Monday, September 1, 2014

Calling all Kharpertsis – or anyone else who might know …

Roxanne, a reader from Connecticut, sent me an urgent request:

She wrote, “My mom is desperate to find a recipe to make tatchoun - a powder she says that my grandmother (from Kharpert) made from lablaboo and then sprinkled on cracker bread - do you know what this could be?”

Dried Chickpea Snack (Photo from
This request made me smile because I hadn’t thought about ‘lablaboo’ for a long time. It’s one of those treats that Armenian grandparents keep handy for an anytime snack. 

I know, your curiosity is piquing. Lablaboo is a dried but chewable chickpea. It’s probably processed somehow so as not to break one’s teeth. All I know is that my grandmother always had it available – either plain, or candy-coated in pastel colors.( As a kid, I liked those best!)
Candy-coated Lablaboo!
As for Roxanne’s request, however, I haven’t been able to find an answer.
So, I’m turning to you, dear readers, for help.

If anyone knows what ‘tatchoun’ is and/or how to make it, please leave a comment at the end of this post, or email me:

Thank you so much!


  1. Per Sonia Tashjian's book, there were many mixes similar to zaatar that were made from other ingredients. My guess is that this is one of them.
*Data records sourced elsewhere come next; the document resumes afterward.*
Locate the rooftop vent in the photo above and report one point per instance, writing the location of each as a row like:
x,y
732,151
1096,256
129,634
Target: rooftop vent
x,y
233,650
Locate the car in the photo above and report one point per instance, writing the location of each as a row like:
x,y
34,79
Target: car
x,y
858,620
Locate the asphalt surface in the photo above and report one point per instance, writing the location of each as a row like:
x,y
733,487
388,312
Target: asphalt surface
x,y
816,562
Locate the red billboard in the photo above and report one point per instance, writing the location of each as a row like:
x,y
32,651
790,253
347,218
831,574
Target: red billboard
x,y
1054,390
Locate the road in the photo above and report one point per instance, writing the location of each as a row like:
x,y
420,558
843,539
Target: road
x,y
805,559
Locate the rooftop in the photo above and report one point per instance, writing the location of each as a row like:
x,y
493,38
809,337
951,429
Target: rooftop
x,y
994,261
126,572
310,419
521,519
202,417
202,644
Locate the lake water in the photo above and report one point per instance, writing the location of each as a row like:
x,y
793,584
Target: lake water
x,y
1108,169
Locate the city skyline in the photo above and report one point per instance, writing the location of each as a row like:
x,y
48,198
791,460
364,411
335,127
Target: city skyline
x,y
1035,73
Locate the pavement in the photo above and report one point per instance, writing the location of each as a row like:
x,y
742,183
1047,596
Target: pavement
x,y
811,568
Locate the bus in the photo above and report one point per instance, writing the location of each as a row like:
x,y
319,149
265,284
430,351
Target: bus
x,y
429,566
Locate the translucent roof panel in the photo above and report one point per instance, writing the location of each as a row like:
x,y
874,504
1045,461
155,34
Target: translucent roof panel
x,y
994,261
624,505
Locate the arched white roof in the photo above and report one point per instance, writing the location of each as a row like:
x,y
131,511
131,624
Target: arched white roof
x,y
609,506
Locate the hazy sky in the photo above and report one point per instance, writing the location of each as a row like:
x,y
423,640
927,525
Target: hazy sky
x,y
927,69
It would be helpful if Roxanne remembered if the mix included anything else, like sesame seeds, bulgur, etc.

  2. I received one email so far regarding this: "Am also a Kharpetze - 100% and have not ever heard of this - checked about 40 Armenian and Turkish cook-books in my collection and nothing - sorry." Looks like the search continues!

  3. I found two items in Sonia's cookbook that may or may not be related: Tatkhan (from Mussa Ler, which is far from Kharpert, but the recipe says there are variations all over Western Armenia) and Aghandz (no origin). They both consist of a combination of whole or ground grains and nuts, with the addition of spices. Chick peas are part of the mix in both cases.

    I do remember vaguely seeing ground lablaboo at Armenian nut stores. From what I remember, they add sugar, anise, and other stuff to it and eat it with a spoon. It might be related somehow to Hadig, the mix that you make to celebrate the first baby tooth of a child.

    1. Ara, Thanks for the information from Sonia's cookbook! I do have a recipe for Hassa.
      This uses finely ground chickpeas with powdered sugar and various candies in it. I'll check with Roxanne to see if this rings a bell.